The latest versions of DxO PhotoLab support CR3 files from the EOS R, EOS RP, Rebel SL3/250D, EOS M50, Powershot G7X Mark III, and Powershot G5X Mark II.

Support for CR3 files from the 90D, M6 Mark II, and M200 will be included in updates scheduled to be released by DxO Labs in December, 2019.

The latest versions of Adobe products that use ACR (LR, PS, etc.) support CR3 files.

Luminar/Skylum has been promising their customers for over a year that they are working on supporting CR3 files, though they still do not at this time.

On1 Photo Raw 2020 supports CR3 files. Capture One Pro (latest version) supports CR3 files except the recently released 90D, M6 Mark II, and M200 (which will presumably be added soon).

It's unrealistic to expect older versions of software that released before the CR3 format was even a thing to support it. Get your software up to date and you'll be able to process files from the newest cameras.

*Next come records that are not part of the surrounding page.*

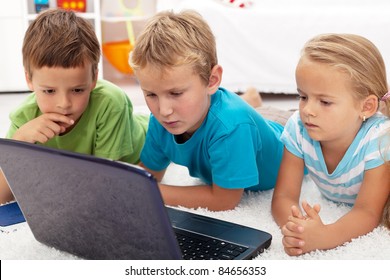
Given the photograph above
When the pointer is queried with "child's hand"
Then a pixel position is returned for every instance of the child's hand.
(303, 235)
(43, 128)
(292, 242)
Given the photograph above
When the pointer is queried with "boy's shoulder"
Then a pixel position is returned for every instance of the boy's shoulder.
(108, 93)
(230, 107)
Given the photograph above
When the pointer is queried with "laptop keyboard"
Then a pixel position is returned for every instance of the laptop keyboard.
(200, 247)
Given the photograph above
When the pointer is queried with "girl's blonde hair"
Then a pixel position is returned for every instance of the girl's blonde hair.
(355, 55)
(175, 39)
(59, 38)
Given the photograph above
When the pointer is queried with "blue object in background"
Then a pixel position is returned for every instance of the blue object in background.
(10, 214)
(41, 5)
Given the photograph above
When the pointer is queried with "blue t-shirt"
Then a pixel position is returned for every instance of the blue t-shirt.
(368, 150)
(235, 147)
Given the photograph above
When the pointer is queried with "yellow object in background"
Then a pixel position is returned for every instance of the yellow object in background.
(117, 53)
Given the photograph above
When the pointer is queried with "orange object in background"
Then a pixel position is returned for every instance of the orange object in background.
(117, 53)
(74, 5)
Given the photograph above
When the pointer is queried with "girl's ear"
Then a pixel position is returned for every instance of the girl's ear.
(370, 106)
(28, 81)
(215, 79)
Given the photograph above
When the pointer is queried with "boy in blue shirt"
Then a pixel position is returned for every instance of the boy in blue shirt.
(194, 122)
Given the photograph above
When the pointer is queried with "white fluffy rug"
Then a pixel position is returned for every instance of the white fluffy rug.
(17, 242)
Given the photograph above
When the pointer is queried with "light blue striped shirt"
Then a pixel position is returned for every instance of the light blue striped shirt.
(367, 151)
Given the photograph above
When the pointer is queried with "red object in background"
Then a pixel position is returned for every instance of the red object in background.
(74, 5)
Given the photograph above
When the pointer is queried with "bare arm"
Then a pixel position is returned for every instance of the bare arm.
(213, 197)
(5, 192)
(288, 187)
(363, 218)
(43, 128)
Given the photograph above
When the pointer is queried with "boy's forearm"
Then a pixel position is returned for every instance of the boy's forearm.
(281, 209)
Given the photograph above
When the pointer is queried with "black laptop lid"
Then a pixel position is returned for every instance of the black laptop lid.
(90, 207)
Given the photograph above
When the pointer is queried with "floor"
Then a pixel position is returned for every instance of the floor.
(8, 101)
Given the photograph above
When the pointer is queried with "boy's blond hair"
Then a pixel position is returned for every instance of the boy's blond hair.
(59, 38)
(175, 39)
(351, 54)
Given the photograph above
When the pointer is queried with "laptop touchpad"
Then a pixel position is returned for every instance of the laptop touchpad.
(204, 226)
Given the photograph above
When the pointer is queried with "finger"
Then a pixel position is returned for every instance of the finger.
(317, 208)
(296, 212)
(289, 241)
(310, 211)
(59, 118)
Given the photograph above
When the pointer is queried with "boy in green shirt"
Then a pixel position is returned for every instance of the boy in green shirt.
(69, 108)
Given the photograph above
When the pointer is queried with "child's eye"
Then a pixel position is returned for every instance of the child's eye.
(326, 103)
(48, 91)
(78, 90)
(150, 94)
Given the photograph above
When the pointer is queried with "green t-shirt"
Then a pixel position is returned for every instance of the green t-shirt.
(108, 128)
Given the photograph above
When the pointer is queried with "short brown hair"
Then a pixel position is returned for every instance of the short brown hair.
(59, 38)
(174, 39)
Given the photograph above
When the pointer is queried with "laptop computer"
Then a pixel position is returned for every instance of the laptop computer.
(96, 208)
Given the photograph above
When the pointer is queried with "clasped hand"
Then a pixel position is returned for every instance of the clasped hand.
(303, 233)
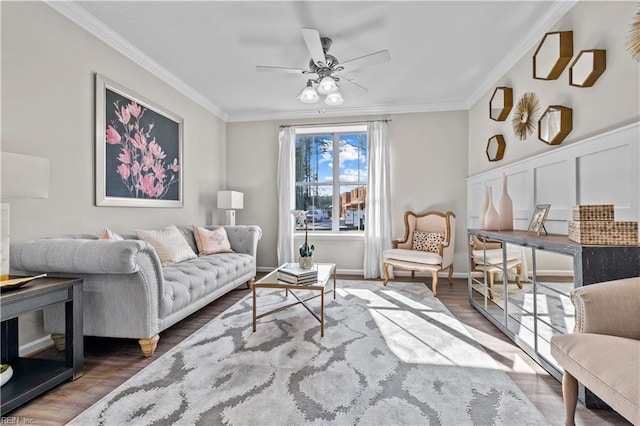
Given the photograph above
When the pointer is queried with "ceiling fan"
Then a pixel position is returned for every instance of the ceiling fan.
(324, 68)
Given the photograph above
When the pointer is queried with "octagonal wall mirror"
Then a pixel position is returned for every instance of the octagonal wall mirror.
(552, 55)
(501, 103)
(555, 124)
(587, 67)
(495, 148)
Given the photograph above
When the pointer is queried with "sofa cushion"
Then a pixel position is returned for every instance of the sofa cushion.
(169, 243)
(211, 241)
(608, 365)
(190, 280)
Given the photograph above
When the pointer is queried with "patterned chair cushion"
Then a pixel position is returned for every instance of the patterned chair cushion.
(427, 241)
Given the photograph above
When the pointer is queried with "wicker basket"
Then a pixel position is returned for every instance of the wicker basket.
(601, 212)
(606, 233)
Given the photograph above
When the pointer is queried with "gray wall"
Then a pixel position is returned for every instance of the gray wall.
(612, 102)
(428, 172)
(48, 67)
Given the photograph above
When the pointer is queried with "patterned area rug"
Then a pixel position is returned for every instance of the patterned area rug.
(390, 356)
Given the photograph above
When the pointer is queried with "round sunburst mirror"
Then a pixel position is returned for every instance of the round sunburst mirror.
(525, 116)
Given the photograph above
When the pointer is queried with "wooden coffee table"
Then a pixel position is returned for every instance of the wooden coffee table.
(325, 272)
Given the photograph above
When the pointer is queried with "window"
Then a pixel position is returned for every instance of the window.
(331, 177)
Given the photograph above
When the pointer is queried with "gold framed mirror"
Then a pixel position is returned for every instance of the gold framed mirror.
(501, 103)
(555, 124)
(587, 67)
(552, 55)
(495, 148)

As to DPP 4 not providing the level of adjustments you are used to, I find that DPP 4 gives finer control than most other raw conversion software. It provides more detailed Canon lens profiles than most other applications. It also uses demosaicing algorithms written by Canon, instead of algorithms reverse engineered by third parties such as Adobe and DxO.


For what it's worth, here are tracking issues for popular open source raw converters:


I heavily recommend Canon DPP, because most other software don't have the lens support. For example, the Canon 24-240mm lens is not widely supported, except by Canon DPP.

Also, Canon DPP is the only software that has support for digital lens optimizer, which is an important and major feature that is able to correct lens imperfections. By not using Canon DPP, you may actually get worse results doing RAW post-processing than you would get by using JPGs directly from the camera!

However, if you still want to use other software, convert the files to the DNG format using Adobe DNG Converter. It's free.

  • Be aware that when Canon raw files are converted to DNG, some information is discarded. Most of the 'maker notes section of the EXIF info, the output from masked pixels, etc. If you're only ever going to use Adobe applications to process the data, it's not a big deal because Adobe ignores that information anyway. But other raw processing applications may or may not make use of the discarded data. Canon's DPP 4 certainly does.
    – Michael C
    Nov 7, 2019 at 20:56

I recently bought a Canon 6D Mark II and had to upgrade to Lightroom CC 2015.12 / 6.12.

The Mark II still works with CR2, but any previous versions of Lr won't recognise these, so I am afraid, your hope for further upgrades ends with Lightroom CC 2015.12 / 6.12 for that was the last upgrade you can get without having to buy a new license. As Adobe puts it "Using the DNG converter is the fastest way to deliver backward compatibility to all customers [...] It’s untenable to keep updating previous versions of the Adobe Camera Raw plug-in and support new cameras/raw formats in a timely fashion."